Bir resimde kaldım cüce, ben değilim.

Sarığım, kürküm, kokusuz karanfilim,

Ararım, aranırım yerde delice.

                                  

Oktay Rıfat, Fatih’in Resmi adlı  şiirinde, Fatih gibi bir büyük gücün bile ölümlülüğe karşı koyamazlığını, zamana yenilmesinin kaçınılmazlığını, insanca duyarlığın çırpınışlarındaki sonsuz acıyı duyurarak yansıtıyor okura.”Sarığım, kürküm, kokusuz karanfilim /Ararım, aranırım yerde delice” dizeleri büyük acının çığlığı olarak görülüyor.

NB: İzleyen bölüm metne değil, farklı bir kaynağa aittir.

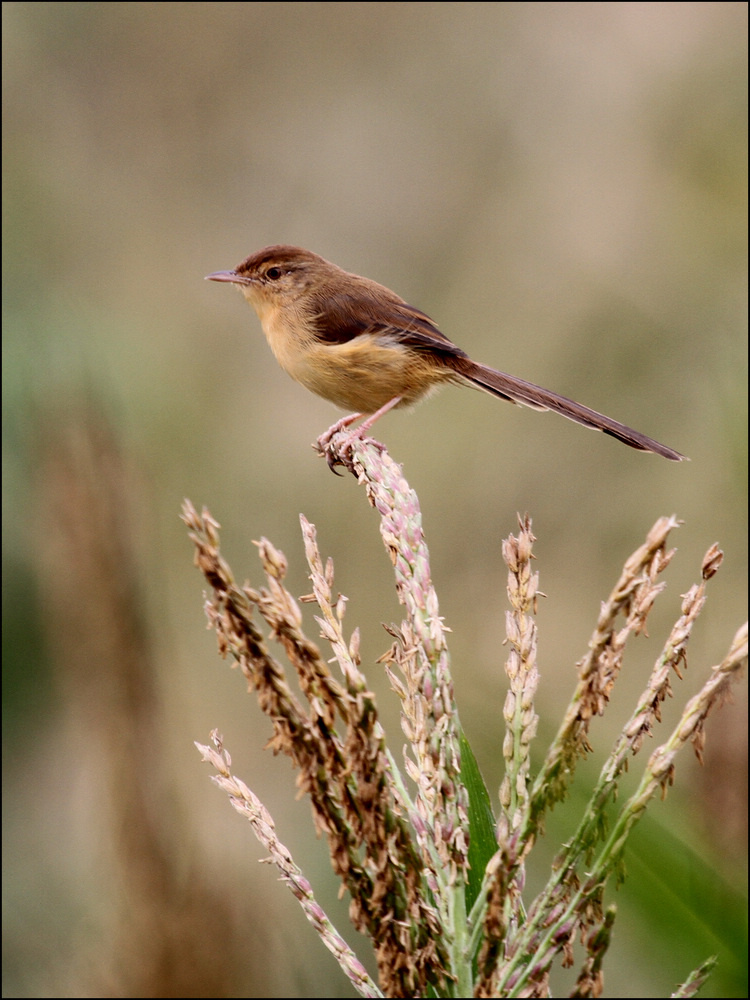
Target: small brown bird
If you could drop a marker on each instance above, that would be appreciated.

 Şiirde geçen karanfil mi gül mü tartışmasına Elif Naci gül diyor. Fatih, resimde karanfil değil de gül koklarmış savını Oktay Rıfat da kabullenir. Ancak şiirde imge (mazmun) olarak kullanılan karanfil, sanat gerçeğinin zamana direnme tutkusunu taşıyor. Şiirde doğru aramamak gerekir güzel, etkili olana bakılmalı.

İlhan Berk bu konuda:”Dilin delilik, şizofreni, çılgınlık boyutları hep ilgi alanım olmuştur.”diyor.(Cumhuriyet Kitap Eki, Temmuz 2007)

Özkan Mert, Ersan Çelik’le yaptığı söyleşide: Şiir bilinmeme olayıdır. Sözcüklerin alt bilincleriyle sezdirilenler çok farklıdır. Örneğin, MASA sözcüğü Edip Cansever’in MASADA MASAYMIŞ HA” şiirinde ‘masa’ araç ‘üst bilinç’le masa anlatılırken alt bilinçle sezdirilenler farklıdır. Sözcüklerin anlamsal uzantısı, algı katmanları şiirin nefes alması için gerekli dinamikleri oluşturur. Şair, anlattıklarının dışında anlatmadıklarını okurun bilincine akıtan insandır. Şiir hep eksiktir. Şiir zamanın dışında bir zamanda vardır.”diyor.                (Cumhuriyet Kitap Eki, Temmuz 2007)

M.Güner Demiray,”Şiir hem şiir olmalı, hem de okunmalı, okunabilmeli.”derken söylenenleri özetliyor.           (Türk Dili Dergisi, Toplum Şiirden Koptu mu?.Temmmuz-Ağustos 2007)

Tüm bu çabalar kalıcı olan güzeli ve etkili olanı yaratmak içindir.  (Bende Yaşayanlar, Rauf Mutluay)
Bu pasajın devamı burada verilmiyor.